Mit einer Bauflächenoffensive sorgen wir dafür, dass in den wachsenden Städten und Umlandgemeinden wieder zielgerichtet neu gebaut und erweitert werden kann.

  • Wir fördern behutsame Nachverdichtung durch Dachausbauten finanziell. Statt einer Sonderabschreibung, die die Preise weitertreibt, setzen wir uns für eine Investitionszulage für „Innenentwicklung im Bestand“ ein. Wir erleichtern damit Dachaufstockung, aktivieren Leerstand im Umland, schaffen Wohnraum über Supermärkten und stiften Wettbewerbe für modularen Holzbau und in serieller Bauart.
  • Wir ermöglichen es Kommunen mit machbarem Aufwand, Bauland für öffentliche und private Investitionen zu aktivieren, und gleichzeitig grüne Freiräume, Mobilität, Schulen und Sozialwohnungen einzuplanen. Dazu geben wir ihnen da, wo Wohnraummangel und Belange der Stadtentwicklung es erfordern, die Möglichkeit, ein „Innenentwicklungsgebiet“ festzulegen. Darin können sie Baulücken, Brachflächen und andere Flächen zügig einer baulichen Nutzung oder Freiraumnutzung zuführen. Auch auf Flächen, die nach dem Grundsatz des „Einfügens in die Umgebung“ (§34 Baugesetzbuch) bebaut werden können. Das finanzieren wir mit der Städtebauförderung und dem Investitionsprogramm Neue Wohngemeinnützigkeit, und erleichtern so kommunale Vorkaufsrechte erheblich.

Die spekulative Immobilien-Verwertung des Bundes über die Bundesanstalt für Immobilienaufgaben (BImA) beenden wir. Denn seit 2015 gab der Bund ganze zwölf Liegenschaften für sozialen Wohnungsbau vergünstigt ab, aber 2026 zum Höchstpreis nach Versteigerung.

  • Wir regeln gesetzlich, dass der Bund seine eigenen Liegenschaften fair bewirtschaftet und entbehrliche Grundstücke an Kommunen und Dritte günstiger oder in Erbpacht abgibt, statt auf dem freien Markt. So kann sozialer Wohnraum geschaffen werden und es entstehen lebenswerte Stadtviertel.

Wohnen im ländlichen Raum attraktiv und lebendig gestalten

Wir sichern und schaffen gute und bezahlbare Wohnqualität in ländlichen Regionen. Ein qualitativ hochwertiges und abwechslungsreiches Infrastrukturangebot ist die Voraussetzung für ein attraktives Wohnen in ländlichen Räumen. Menschen sollen da leben können, wo sie wollen. Egal ob in der Stadt oder auf dem Land, ob in boomenden oder dünn besiedelten Regionen. Der Bund muss dabei das Ziel gleichwertiger Lebensverhältnisse und die Qualität des Wohnungsumfeldes im Blick behalten.

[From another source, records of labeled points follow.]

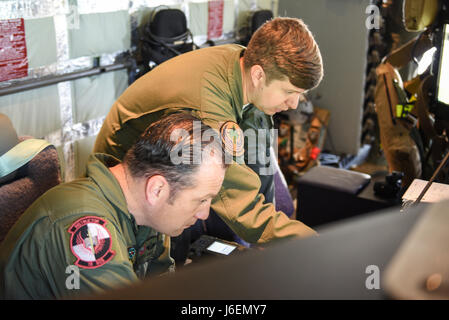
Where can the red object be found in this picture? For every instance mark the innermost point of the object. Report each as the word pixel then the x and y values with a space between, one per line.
pixel 13 51
pixel 215 20
pixel 314 153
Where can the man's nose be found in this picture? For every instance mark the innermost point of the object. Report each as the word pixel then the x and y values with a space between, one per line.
pixel 203 214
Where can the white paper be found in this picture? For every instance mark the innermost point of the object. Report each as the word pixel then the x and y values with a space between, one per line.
pixel 437 191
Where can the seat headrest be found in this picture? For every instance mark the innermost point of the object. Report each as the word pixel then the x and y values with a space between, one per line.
pixel 8 135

Das verwirklichen wir, indem

  • wir es den Kommunen erleichtern, Baupotenziale in den Ortskernen zu erschließen, bevor sie Bauland auf der grünen Wiese entwickeln. Denn weitere Zersiedelung kommt Menschen in ländlichen Regionen teuer.
  • Wir fördern die Nahversorgung mit Läden, Ärzten und Schulen, Nachbarschaftsorten und BürgerInnenhäusern, für attraktive und lebendige Ortskerne.
  • Mit unserem Zukunftsprogramm Nahverkehr bauen wir Bus und Bahn aus, wir fördern Radschnellwege, gute Fahrradabstellanlagen an Bahnhöfen und mehr Car- und Ridesharing. So verbessern wir die Anbindung in und zwischen städtischen und ländlichen Gebieten und gewinnen so mehr potenzielles Bauland.
  • Weil Wohnen uns alle angeht sollen alle mitreden dürfen bei bürgernahen Planungs- und Entscheidungsformen durch neue Instrumente in der Raumordnung, wie etwa Regionalkonferenzen oder Runde Tische.